Door lage voer-, arbeids- en mechanisatiekosten realiseert Jesper Olsen bijna 9 cent per kilo meetmelk aan kostprijsvoordeel. Hij wil niet naar vergaande automatisering. “Melkrobots vragen kenniswerkers, die zijn schaars en duur.”
De Deen Jesper Olsen is niet bang om stappen te zetten. De zestig koeien uit 2007 zijn er nu 360. Het zullen er volgend jaar ruim 500 zijn. Het areaal is gegroeid van 160 naar 360 hectare, waarvan 35 gehuurd en gepacht. De melkproductie per koe is meer dan verdubbelde sinds 2007. “Mijn vader was niet een echte koeienman, maar deed wel veel dingen goed. Het belangrijkste: hij was scherp op de kosten, realiseerde elk jaar winst en investeerde die winsten in grondaankoop. Dat is wel de basis voor waar ik nu sta.”

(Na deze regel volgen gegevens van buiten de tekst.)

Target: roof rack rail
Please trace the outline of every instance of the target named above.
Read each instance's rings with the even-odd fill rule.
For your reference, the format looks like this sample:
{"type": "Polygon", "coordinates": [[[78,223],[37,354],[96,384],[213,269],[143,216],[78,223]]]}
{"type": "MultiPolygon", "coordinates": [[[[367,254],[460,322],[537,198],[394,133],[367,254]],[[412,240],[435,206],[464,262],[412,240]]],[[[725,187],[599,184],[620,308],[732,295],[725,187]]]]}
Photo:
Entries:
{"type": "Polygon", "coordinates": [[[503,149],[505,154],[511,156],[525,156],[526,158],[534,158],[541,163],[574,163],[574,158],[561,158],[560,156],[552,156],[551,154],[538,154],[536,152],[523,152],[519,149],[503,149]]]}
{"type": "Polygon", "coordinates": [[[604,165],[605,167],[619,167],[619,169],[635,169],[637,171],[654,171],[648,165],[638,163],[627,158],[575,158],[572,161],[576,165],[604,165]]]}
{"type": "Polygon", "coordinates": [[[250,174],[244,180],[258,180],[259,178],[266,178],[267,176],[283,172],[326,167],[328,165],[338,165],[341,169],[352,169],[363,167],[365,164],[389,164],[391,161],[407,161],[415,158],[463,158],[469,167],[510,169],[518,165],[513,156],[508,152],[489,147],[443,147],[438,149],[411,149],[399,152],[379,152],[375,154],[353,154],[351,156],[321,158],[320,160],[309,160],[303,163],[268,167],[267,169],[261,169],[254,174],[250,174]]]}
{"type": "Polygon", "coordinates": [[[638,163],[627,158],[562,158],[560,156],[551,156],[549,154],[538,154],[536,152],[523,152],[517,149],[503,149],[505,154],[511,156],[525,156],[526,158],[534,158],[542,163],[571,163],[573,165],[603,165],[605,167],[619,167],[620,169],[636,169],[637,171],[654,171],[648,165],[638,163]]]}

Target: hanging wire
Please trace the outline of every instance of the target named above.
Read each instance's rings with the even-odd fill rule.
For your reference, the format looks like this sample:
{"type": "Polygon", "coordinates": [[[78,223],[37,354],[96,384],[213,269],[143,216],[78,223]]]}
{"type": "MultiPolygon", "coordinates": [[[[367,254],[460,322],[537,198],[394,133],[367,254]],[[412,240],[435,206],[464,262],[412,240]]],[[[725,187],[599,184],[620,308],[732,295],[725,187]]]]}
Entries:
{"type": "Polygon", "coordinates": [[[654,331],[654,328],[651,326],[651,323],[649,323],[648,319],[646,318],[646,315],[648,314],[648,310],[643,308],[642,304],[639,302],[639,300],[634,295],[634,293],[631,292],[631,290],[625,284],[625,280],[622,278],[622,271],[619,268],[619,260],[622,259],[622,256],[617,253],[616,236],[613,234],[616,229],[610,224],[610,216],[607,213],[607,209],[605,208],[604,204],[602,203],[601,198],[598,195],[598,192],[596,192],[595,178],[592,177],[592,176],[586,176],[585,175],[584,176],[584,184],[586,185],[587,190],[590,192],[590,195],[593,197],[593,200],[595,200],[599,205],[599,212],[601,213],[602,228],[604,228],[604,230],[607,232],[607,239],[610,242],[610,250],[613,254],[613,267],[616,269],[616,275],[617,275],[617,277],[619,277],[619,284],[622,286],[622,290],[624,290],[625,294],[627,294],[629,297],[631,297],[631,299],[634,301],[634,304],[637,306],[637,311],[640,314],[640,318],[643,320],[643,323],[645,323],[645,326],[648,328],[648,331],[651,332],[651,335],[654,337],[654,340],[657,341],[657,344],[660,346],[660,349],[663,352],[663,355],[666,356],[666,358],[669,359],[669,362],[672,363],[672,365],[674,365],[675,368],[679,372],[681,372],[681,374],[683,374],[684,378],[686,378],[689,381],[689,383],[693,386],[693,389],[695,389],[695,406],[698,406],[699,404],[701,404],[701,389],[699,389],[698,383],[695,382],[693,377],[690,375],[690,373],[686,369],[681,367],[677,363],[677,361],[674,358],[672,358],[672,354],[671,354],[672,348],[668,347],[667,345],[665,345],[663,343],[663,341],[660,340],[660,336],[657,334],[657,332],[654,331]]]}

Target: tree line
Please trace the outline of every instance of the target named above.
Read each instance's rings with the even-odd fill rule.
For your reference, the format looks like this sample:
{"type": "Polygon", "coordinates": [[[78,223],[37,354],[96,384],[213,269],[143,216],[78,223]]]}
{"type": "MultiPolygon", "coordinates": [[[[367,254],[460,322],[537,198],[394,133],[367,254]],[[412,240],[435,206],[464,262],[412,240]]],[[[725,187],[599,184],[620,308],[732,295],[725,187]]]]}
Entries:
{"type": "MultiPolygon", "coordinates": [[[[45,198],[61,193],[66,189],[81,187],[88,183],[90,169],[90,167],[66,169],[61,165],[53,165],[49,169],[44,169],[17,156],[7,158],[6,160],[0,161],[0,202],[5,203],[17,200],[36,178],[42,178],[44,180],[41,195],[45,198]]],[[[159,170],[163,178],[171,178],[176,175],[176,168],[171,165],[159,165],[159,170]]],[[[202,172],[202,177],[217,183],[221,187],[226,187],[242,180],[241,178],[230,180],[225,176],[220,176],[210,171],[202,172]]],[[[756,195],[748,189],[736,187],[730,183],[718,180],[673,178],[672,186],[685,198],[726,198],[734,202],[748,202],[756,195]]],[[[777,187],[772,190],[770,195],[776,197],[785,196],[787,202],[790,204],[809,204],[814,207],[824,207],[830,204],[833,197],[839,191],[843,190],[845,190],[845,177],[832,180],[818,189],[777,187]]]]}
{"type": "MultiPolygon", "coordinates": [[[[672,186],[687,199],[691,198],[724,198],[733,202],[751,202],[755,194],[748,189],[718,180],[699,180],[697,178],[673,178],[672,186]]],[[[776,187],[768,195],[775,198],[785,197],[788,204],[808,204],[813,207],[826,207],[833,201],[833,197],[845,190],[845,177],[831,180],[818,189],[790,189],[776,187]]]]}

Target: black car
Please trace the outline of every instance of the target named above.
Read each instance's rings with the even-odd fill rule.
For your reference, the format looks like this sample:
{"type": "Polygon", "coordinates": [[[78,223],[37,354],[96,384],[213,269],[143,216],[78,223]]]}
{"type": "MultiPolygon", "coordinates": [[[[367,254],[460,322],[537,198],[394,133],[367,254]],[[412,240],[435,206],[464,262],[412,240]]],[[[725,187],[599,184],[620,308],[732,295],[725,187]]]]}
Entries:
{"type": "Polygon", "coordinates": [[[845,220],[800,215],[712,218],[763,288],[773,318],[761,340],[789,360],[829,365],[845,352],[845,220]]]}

Begin deze eeuw was al duidelijk dat Jesper na de landbouwschool ‘ik heb in totaal maar 9 jaar school gehad’ boer zou worden. Zijn vader bouwde daarom in 2007 een nieuwe stal voor 230 melkkoeien. In 2009 kocht Jesper de helft van het bedrijf en richtte hij zich vooral op het melkvee. Hij voerde de productie sterk op. Eerst nog zonder personeel. In 2011 vroeg een kennis of hij geen werk voor hem had. “Ik wilde ook wel eens een weekend vrij zijn. Na wat rekenen kwam ik tot de conclusie dat ik het betalen kon en nam ik hem aan. Dat veranderde uiteindelijk mijn hele idee over arbeid en werken. Ik kreeg ineens tijd vrij om het bedrijf goed te bekijken, zaken aan te pakken en te verbeteren. Dat heeft heel goed uitgewerkt, ik werd er ondernemer door.”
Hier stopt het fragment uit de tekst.